Personal information
- Full name: Paul Corrigan
- Date of birth: 30 July 1977 (age 48)
- Original team(s): Rythdale-Officer-Cardinia
- Draft: No. 43, 1996 National Draft
- Height: 185 cm (6 ft 1 in)
- Weight: 84 kg (185 lb)

Playing career^{1}
- Years: Club / Games (Goals)
- 1997–2000: Geelong / 53 (6)
- ^{1} Playing statistics correct to the end of 2001.
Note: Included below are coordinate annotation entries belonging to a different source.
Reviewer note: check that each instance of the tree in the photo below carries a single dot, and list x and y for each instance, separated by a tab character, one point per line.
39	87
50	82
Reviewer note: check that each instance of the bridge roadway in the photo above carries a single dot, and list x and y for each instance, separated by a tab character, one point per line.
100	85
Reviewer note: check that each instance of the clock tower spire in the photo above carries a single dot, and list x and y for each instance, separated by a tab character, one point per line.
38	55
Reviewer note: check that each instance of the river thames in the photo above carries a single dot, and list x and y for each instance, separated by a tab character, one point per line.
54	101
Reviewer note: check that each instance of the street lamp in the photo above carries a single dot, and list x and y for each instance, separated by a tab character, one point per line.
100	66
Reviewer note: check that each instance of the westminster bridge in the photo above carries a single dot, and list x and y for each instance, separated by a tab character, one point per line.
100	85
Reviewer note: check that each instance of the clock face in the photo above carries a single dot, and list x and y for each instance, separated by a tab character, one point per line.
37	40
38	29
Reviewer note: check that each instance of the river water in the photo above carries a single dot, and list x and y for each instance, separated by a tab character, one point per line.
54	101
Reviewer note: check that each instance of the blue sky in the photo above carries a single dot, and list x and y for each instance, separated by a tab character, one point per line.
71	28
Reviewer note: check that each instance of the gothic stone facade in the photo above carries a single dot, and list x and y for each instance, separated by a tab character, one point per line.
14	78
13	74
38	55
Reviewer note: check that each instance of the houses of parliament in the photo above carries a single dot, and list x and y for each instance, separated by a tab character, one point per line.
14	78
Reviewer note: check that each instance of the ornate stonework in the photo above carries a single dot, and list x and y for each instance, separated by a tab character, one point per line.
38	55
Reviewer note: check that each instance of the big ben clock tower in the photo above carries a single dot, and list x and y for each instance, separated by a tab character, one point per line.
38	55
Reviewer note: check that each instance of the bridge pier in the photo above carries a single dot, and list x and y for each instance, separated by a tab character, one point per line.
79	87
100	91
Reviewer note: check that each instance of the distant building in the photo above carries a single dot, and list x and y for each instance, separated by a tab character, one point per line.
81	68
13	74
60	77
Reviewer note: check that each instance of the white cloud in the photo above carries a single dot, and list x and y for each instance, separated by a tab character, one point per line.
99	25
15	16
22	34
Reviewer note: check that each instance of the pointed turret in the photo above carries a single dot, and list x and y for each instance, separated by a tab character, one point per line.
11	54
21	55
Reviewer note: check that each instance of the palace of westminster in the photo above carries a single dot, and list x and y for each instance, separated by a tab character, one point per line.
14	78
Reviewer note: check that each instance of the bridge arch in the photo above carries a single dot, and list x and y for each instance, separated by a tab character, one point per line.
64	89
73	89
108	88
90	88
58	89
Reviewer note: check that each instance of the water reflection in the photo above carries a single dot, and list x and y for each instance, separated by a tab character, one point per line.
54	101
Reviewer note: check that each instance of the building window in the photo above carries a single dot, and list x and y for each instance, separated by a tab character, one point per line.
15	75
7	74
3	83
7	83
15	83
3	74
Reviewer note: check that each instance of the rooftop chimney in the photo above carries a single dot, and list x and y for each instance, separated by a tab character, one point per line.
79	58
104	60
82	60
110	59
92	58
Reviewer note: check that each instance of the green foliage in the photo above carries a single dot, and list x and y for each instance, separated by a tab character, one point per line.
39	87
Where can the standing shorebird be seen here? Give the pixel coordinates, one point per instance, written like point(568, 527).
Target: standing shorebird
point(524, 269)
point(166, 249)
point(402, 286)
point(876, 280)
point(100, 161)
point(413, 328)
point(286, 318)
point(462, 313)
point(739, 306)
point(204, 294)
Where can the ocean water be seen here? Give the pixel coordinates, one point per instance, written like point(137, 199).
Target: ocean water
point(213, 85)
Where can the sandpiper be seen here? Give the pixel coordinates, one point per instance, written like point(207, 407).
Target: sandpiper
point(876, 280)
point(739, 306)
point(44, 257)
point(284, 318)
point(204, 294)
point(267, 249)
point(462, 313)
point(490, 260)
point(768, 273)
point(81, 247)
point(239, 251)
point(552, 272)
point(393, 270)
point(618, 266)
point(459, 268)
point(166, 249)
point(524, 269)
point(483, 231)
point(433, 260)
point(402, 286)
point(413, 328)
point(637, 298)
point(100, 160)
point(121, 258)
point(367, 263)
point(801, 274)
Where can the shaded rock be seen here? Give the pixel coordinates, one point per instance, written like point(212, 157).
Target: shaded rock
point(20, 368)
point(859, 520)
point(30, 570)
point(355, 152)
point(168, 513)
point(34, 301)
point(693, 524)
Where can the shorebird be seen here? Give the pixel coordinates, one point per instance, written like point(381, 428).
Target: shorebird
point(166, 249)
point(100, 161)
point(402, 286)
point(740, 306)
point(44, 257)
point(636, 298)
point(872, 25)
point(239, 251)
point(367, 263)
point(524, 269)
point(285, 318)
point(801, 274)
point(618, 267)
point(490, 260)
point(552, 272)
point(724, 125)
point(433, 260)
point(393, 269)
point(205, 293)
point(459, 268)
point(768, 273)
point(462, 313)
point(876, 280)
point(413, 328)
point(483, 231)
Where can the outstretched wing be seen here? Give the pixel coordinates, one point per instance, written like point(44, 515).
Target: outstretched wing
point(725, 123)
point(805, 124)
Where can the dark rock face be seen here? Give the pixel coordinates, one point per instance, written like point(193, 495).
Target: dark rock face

= Paul Corrigan (footballer) =

Australian rules footballer

Paul Corrigan (born 30 July 1977) is a former Australian rules footballer who played with Geelong in the Australian Football League (AFL). Corrigan currently serves as the development coach at the Essendon Football Club.

==AFL career==
Corrigan was selected by Geelong with pick 43 in the 1996 National Draft, from the Melbourne Football Club, where he had played in the reserves. He made 53 appearances for Geelong from 1997 to 2000, then didn't play a senior game in 2001, instead winning the reserves best and fairest award.

==Coaching==
Corrigan returned to his original club, Rythdale-Officer-Cardinia, in 2002, as a playing coach, and was a member of their premiership team that year. He also played and coached at Old Haileybury. In 2013, Corrigan joined Essendon as a Development coach. Before coming to Essendon he had been a playing coach at South Barwon.